Apuntes para una homilía:
Hoy Jueves santos recibimos muchas felicitaciones los sacerdotes por ser el día de la institución de la Eucaristía y también del sacerdocio. Uno de los que más me ha gustado es éste: "Mi postré al suelo consciente de mi nada, y me levanté sacerdote para siempre". (Cura de Ars) Me gustaría compartir esta experiencia que también se realiza en vosotros, Pues tú has entrada en esta iglesia consciente de lo que eres, tus debilidades y límites, y vas a salir de aquí llevándote a Cristo para siempre.
Liberación de la esclavitud: El Dios de la Biblia está profundamente interesado en liberar a las personas de las esclavitudes que arrastramos diariamente. El mundo de hoy nos obliga a trabajar para asegurarlo todo, y hasta se ríe si confiamos en Dios.
Crítica a la opresión: Los profetas de Israel y la iglesia hoy tenemos que reprocharnos que hayamos olvidado cuanto Dios ha hecho por nosotros, liberándoos de nuestras ambiciones humanas.
El reino de Dios y las enseñanzas de Jesús: Jesús predica un reino de Dios basado en la mansedumbre, la misericordia, la pobreza de espíritu, la justicia y la paz. Él enseña que sus seguidores deben amar no solo a sus amigos, sino también a sus enemigos, y perdonar, y servir, ... hasta dar la vida.
El ejemplo de Jesús: Jesús encarna estas enseñanzas al servir a pecadores, los recaudadores de impuestos y las prostitutas, afirmando que ellos entrarán al reino de Dios antes que los fariseos.
El lavado de los pies como expresión de quiénes somos: En la última cena, Jesús realiza un acto profundamente simbólico de humildad al lavar los pies de sus discípulos, algo que solo se hacía con los esclavos.

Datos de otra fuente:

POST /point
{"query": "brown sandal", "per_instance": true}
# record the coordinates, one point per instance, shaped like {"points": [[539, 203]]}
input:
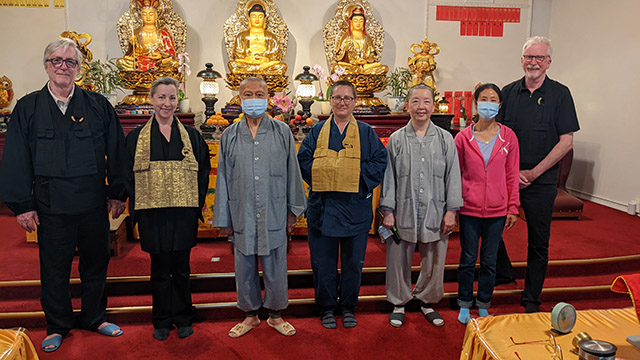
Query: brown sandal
{"points": [[240, 329], [284, 328]]}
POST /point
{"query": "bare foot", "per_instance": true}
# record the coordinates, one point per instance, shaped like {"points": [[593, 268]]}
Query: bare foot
{"points": [[287, 330], [50, 337], [252, 321], [248, 324], [114, 333]]}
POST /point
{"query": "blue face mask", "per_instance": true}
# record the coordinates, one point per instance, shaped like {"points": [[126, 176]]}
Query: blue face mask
{"points": [[488, 110], [254, 108]]}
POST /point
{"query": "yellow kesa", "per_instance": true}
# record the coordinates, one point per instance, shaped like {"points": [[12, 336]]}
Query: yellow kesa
{"points": [[160, 184]]}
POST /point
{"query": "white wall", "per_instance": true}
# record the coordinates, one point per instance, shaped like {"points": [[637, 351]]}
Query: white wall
{"points": [[459, 66], [595, 53]]}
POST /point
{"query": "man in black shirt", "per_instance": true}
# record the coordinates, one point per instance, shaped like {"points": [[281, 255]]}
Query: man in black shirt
{"points": [[61, 143], [543, 116]]}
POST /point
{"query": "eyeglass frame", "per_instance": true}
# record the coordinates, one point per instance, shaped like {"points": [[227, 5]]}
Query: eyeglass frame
{"points": [[549, 343], [347, 100], [537, 58], [71, 63]]}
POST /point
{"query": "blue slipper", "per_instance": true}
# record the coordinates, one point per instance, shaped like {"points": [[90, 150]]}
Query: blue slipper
{"points": [[109, 329], [55, 341]]}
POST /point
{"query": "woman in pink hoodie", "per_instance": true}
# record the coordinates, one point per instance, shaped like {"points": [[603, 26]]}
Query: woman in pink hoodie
{"points": [[489, 164]]}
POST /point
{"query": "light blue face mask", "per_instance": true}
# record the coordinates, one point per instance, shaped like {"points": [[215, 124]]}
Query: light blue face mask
{"points": [[488, 110], [254, 108]]}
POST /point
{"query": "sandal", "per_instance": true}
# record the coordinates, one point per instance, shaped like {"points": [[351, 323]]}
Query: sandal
{"points": [[240, 329], [55, 341], [328, 320], [108, 330], [349, 320], [396, 319], [284, 328], [433, 317]]}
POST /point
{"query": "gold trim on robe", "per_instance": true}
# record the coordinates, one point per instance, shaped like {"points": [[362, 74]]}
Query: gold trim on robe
{"points": [[337, 170], [162, 184]]}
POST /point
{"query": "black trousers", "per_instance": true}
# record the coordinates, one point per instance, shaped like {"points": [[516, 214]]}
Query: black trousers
{"points": [[325, 252], [171, 289], [58, 237], [537, 202]]}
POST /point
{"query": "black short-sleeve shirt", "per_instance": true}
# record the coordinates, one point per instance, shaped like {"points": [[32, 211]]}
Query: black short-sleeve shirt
{"points": [[538, 119]]}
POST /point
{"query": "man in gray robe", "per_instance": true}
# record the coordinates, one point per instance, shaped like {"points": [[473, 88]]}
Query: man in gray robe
{"points": [[259, 194], [421, 192]]}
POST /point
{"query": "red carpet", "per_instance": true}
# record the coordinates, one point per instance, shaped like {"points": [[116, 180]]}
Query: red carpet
{"points": [[589, 239], [312, 341], [602, 233]]}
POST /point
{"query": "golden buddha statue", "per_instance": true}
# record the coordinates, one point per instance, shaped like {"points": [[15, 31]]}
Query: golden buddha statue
{"points": [[151, 35], [423, 64], [256, 41], [256, 49], [356, 53], [353, 41]]}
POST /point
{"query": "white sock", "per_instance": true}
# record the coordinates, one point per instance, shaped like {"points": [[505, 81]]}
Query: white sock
{"points": [[426, 311]]}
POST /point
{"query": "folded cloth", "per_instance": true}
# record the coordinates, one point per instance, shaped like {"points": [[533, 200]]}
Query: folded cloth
{"points": [[629, 284]]}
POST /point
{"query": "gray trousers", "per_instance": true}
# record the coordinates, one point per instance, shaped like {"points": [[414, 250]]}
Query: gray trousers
{"points": [[430, 285], [274, 274]]}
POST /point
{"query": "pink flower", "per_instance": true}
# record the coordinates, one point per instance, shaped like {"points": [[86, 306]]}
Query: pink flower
{"points": [[282, 102], [183, 61], [339, 72]]}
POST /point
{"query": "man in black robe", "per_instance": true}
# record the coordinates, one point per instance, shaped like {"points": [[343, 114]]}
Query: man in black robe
{"points": [[61, 143]]}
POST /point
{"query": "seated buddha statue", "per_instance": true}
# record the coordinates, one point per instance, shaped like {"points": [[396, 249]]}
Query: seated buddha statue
{"points": [[257, 50], [423, 64], [149, 45], [355, 51]]}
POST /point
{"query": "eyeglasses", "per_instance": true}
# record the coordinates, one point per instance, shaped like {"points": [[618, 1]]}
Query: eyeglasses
{"points": [[538, 58], [346, 100], [550, 343], [57, 62]]}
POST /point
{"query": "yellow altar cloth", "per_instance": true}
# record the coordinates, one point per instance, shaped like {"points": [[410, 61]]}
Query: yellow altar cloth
{"points": [[488, 337], [16, 345]]}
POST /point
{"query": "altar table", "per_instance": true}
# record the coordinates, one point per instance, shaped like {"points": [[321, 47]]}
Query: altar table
{"points": [[489, 337]]}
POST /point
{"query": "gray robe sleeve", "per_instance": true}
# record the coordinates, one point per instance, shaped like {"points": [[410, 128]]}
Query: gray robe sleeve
{"points": [[296, 196], [221, 212], [453, 182]]}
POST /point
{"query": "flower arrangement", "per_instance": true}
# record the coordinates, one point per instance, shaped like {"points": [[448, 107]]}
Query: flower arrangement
{"points": [[103, 77], [185, 69], [319, 71], [398, 82]]}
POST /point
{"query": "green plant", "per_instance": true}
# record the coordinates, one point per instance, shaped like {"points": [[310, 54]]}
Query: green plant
{"points": [[104, 76], [398, 82]]}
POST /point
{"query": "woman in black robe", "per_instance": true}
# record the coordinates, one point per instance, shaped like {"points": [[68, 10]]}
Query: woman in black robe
{"points": [[168, 180]]}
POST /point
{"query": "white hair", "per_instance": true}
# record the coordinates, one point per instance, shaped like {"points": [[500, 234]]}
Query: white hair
{"points": [[537, 40], [59, 44]]}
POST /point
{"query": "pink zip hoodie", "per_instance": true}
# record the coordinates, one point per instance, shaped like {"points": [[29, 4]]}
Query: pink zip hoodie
{"points": [[489, 191]]}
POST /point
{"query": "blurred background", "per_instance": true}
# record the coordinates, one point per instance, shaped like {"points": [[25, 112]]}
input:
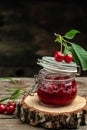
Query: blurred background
{"points": [[27, 32]]}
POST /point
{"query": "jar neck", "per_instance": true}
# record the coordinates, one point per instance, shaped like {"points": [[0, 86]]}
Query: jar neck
{"points": [[59, 77]]}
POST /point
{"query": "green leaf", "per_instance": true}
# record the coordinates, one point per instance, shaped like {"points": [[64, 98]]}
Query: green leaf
{"points": [[76, 59], [11, 89], [71, 34], [58, 39], [81, 55]]}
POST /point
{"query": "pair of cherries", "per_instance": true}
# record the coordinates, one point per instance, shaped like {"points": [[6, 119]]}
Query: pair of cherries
{"points": [[59, 57], [9, 108]]}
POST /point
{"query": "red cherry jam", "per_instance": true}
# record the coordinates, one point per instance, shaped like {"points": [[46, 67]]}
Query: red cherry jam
{"points": [[56, 89]]}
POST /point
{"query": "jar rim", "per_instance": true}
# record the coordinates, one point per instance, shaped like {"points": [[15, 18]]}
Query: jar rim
{"points": [[56, 77]]}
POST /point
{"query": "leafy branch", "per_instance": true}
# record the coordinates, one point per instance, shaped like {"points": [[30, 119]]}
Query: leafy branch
{"points": [[15, 92], [79, 53]]}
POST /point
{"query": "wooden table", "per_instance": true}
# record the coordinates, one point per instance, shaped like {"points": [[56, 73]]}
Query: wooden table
{"points": [[11, 122]]}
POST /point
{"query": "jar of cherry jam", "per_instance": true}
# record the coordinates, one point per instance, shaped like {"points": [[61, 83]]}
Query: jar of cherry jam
{"points": [[55, 83], [56, 88]]}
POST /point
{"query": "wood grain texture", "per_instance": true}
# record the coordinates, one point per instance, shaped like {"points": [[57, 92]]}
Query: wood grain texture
{"points": [[12, 122]]}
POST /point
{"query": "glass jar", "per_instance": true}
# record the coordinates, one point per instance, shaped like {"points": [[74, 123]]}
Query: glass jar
{"points": [[57, 89]]}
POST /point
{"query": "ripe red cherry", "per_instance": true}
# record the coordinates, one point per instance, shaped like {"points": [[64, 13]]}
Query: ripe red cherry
{"points": [[59, 56], [68, 58], [2, 108], [11, 103], [10, 110]]}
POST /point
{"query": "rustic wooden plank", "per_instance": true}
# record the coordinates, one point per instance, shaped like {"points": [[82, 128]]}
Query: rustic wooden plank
{"points": [[11, 122], [16, 124]]}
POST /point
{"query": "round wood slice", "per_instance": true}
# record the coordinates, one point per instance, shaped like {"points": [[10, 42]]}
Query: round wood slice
{"points": [[32, 111]]}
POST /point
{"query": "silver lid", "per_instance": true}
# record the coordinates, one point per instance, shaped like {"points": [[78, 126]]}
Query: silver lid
{"points": [[50, 64]]}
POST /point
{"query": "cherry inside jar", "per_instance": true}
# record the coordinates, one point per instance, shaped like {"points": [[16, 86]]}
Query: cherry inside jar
{"points": [[56, 88]]}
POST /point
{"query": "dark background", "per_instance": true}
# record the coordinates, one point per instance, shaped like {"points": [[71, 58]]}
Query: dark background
{"points": [[27, 32]]}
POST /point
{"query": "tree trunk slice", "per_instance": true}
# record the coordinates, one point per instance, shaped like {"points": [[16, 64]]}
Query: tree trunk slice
{"points": [[32, 111]]}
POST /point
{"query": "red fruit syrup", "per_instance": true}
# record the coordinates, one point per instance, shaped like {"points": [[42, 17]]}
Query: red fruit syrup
{"points": [[58, 90]]}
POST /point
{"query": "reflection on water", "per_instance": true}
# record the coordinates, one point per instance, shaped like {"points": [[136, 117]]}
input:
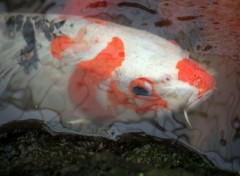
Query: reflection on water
{"points": [[208, 30]]}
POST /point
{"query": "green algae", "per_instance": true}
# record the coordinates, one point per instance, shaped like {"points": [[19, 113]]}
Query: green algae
{"points": [[34, 151]]}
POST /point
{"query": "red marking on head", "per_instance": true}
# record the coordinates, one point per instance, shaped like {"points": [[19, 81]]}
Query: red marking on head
{"points": [[84, 82], [60, 44], [152, 102], [191, 73]]}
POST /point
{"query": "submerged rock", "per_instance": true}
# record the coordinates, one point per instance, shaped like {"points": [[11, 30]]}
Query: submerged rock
{"points": [[33, 150]]}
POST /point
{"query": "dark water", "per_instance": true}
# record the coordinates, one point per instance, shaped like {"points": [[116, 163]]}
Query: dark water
{"points": [[209, 30]]}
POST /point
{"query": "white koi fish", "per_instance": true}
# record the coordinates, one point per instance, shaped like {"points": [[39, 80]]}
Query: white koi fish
{"points": [[88, 70]]}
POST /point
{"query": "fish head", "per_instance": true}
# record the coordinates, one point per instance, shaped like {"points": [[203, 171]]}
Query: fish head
{"points": [[167, 80]]}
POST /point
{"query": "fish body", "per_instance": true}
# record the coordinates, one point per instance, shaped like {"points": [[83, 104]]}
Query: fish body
{"points": [[92, 70]]}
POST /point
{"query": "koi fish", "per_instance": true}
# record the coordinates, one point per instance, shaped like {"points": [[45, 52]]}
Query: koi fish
{"points": [[92, 70]]}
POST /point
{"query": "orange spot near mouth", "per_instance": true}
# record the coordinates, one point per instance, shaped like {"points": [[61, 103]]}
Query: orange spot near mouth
{"points": [[84, 82], [60, 44], [191, 73]]}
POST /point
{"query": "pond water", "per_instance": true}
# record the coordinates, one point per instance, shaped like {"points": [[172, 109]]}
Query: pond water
{"points": [[209, 30]]}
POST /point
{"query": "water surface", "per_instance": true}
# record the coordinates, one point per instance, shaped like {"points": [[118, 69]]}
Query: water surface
{"points": [[209, 30]]}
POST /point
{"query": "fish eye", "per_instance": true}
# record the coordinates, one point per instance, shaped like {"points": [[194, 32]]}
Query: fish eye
{"points": [[141, 87], [138, 90]]}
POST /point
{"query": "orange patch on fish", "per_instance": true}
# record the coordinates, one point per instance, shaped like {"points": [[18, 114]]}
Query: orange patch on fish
{"points": [[191, 73], [84, 82]]}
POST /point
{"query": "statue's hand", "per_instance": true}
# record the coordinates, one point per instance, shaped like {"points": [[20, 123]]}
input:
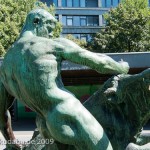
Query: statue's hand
{"points": [[124, 66], [11, 146], [111, 90]]}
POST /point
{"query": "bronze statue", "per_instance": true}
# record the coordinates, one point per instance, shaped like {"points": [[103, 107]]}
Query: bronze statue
{"points": [[30, 73]]}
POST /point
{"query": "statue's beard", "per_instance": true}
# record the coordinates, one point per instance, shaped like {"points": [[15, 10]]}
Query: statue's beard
{"points": [[44, 32]]}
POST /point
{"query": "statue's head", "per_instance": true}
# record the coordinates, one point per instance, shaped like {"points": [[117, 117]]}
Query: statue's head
{"points": [[39, 22]]}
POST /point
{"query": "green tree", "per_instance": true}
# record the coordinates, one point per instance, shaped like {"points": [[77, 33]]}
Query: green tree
{"points": [[127, 28], [12, 18], [81, 42]]}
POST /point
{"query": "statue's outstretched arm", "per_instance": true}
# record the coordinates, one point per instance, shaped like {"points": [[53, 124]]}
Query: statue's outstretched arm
{"points": [[99, 62]]}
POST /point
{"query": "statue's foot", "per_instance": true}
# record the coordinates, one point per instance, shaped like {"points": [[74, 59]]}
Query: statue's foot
{"points": [[133, 146]]}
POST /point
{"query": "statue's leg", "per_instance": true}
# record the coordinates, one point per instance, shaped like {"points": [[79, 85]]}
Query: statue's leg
{"points": [[6, 100], [51, 145], [70, 123], [132, 146]]}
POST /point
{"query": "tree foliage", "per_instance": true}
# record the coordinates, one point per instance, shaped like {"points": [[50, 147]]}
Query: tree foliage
{"points": [[12, 18], [82, 43], [127, 28]]}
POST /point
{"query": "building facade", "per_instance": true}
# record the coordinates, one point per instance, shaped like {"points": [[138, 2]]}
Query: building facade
{"points": [[81, 18]]}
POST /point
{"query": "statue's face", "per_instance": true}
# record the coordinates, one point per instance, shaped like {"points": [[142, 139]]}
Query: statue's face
{"points": [[41, 23]]}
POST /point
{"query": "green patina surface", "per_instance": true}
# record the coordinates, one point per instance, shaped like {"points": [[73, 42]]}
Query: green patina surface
{"points": [[30, 73], [81, 92], [110, 119]]}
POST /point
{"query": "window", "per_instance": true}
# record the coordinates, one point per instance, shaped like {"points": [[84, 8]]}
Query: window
{"points": [[83, 37], [55, 2], [48, 3], [76, 21], [110, 3], [115, 3], [92, 21], [56, 17], [64, 3], [91, 3], [95, 21], [64, 20], [82, 3], [80, 20], [83, 20], [76, 3], [69, 20]]}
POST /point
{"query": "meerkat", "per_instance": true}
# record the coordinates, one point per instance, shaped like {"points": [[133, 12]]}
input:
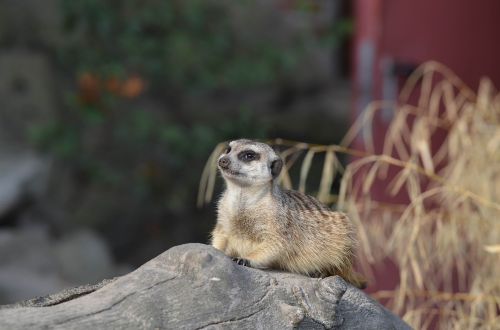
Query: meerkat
{"points": [[261, 225]]}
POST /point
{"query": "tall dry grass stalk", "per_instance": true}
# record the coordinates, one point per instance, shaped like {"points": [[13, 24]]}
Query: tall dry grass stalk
{"points": [[446, 239]]}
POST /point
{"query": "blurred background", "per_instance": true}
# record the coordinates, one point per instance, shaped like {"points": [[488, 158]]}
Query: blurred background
{"points": [[110, 109]]}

Este acto representa la inversión de la jerarquía tradicional (amo/siervo) y el llamado a ser servidores de los demás, incluso en las tareas más humildes.
La importancia de la Eucaristía: La Eucaristía, como el acto de compartir el cuerpo y la sangre de Cristo, representa el sacrificio y la entrega total de Jesús por la humanidad. Este acto contrasta con los valores mundanos de autoprotección y autopromoción, y plantea que el verdadero miembro del reino de Dios no busca cómo asegurarse su futuro, sino cómo entregarse por los demás.
Cambio de perspectiva en la vida cristiana: El mensaje central es una invitación a vivir bajo un nuevo orden de vida, que va más allá de la dinámica de poder tradicional entre amo y siervo. Este nuevo orden está fundamentado en el amor, la entrega, el servicio y la humildad, características esenciales del reino de Dios.
La Eucaristía: Fuente y cumbre de la vida cristiana: El punto en el que Dios y hombre nos encontramos y somos uno. Especialmente en el servicio mutuo.
en la Eucaristía, Jesús está realmente, verdaderamente y sustancialmente presente. No es solo un símbolo, sino que Cristo mismo se hace presente de manera real en el pan y el vino consagrados. Y nos lava los pies, y entrega su vida por ti.
La Eucaristía nos "eterniza": El acto de tomar la Eucaristía transforma a los fieles y los conforma a Cristo, preparándolos para la vida eterna. Al recibir el Cuerpo y la Sangre de Cristo, los creyentes se unifican con Él, siendo "cristificados" y, por lo tanto, se preparan para la vida eterna con Dios.
Humanamente parece imposible, pero eucaristía tras eucaristía, con fe y constancia, acabarás siendo imagen de Cristo.